Stretching the Quadriceps
Your quadricep muscles are located on the front of your thighs. One way to stretch them is done in the standing position. To stretch your right quad, support yourself with your right hand on a wall or railing. Bend your right knee while grabbing your foot behind you with your left hand. With your toes slightly pointed, gently bring your foot toward your buttocks as you exhale. Hold the stretch for about 30 seconds. Switch legs. Repeat until you've stretched both legs two to three times. You can also work on improving your balance with this stretch by steadying yourself on the leg you're standing on and removing your hand from the wall or railing.
The quadriceps muscles (quads) and iliotibial band (IT band) control the knee during exercise. The quads are the four muscles in the front of your thigh; the IT band runs from your hip to your knee along the outside of your leg.
The “Lower Body All-Over” Stretch
This stretch, sometimes called the squat stretch, is a great stretch for your lower back, ankles, Achilles tendons, shins, and groin. If you spend a lot of time sitting or standing, you'll come to love this stretch. However, if you're a beginner, it can be particularly tough—go easy!
Stand with your feet shoulder-width apart and your toes pointing out slightly. Keeping your feet flat, slowly lower yourself into a squat. Exhale. Your knees should be outside of your shoulders but over your big toes. Support yourself with your arms in front of you and between your legs, hands touching the floor (if possible). You may want to do this with your back against a wall for additional support.
When you're squatting, hold the stretch for about 30 seconds. Come up slowly, inhaling as you straighten. Repeat two to three times when you're first learning this stretch. As you get better, hold it for a bit longer, and see if you can repeat it four to five times.

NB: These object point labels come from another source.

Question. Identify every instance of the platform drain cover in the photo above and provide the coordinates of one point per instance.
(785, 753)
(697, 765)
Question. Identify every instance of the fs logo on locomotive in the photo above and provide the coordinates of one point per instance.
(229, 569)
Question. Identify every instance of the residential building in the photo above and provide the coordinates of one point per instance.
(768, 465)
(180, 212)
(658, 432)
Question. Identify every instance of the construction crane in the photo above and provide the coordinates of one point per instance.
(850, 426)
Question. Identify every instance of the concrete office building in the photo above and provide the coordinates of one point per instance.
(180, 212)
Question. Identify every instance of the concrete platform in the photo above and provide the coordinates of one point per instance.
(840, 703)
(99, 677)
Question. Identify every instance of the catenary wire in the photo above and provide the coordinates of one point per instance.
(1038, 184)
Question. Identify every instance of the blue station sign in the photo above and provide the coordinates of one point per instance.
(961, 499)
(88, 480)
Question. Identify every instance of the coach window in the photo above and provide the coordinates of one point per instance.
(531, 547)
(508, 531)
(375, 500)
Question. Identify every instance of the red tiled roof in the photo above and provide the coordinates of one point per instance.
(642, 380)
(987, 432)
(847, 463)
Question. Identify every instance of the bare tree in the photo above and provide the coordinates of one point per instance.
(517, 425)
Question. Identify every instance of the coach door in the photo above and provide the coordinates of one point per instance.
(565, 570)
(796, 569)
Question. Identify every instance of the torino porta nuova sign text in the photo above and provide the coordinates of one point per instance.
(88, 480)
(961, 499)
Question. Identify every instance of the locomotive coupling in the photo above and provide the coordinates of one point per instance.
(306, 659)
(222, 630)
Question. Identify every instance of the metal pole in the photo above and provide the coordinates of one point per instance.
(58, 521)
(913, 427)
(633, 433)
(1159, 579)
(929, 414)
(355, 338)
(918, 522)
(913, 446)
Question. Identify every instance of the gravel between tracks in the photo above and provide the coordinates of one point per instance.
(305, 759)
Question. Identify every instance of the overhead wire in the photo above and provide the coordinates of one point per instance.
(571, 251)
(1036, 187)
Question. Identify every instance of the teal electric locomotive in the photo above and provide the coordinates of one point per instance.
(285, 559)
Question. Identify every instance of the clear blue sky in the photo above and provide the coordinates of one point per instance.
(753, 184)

Stretching the Piriformis Muscle
The piriformis muscle extends from the hip to the sacrum (the bone at the base of the spine that attaches to the pelvis). The piriformis stretch can help keep you flexible through the hips. There are several ways to stretch the piriformis. One method is performed by sitting on the ground with one leg straight and the other bent at the knee. Use both hands to take the foot and knee of the bent leg and pull them toward your chest. You will feel the stretch in the buttock area of the leg you are cradling toward your chest. Hold for about 30 seconds, and switch legs. Repeat two to three times with each leg.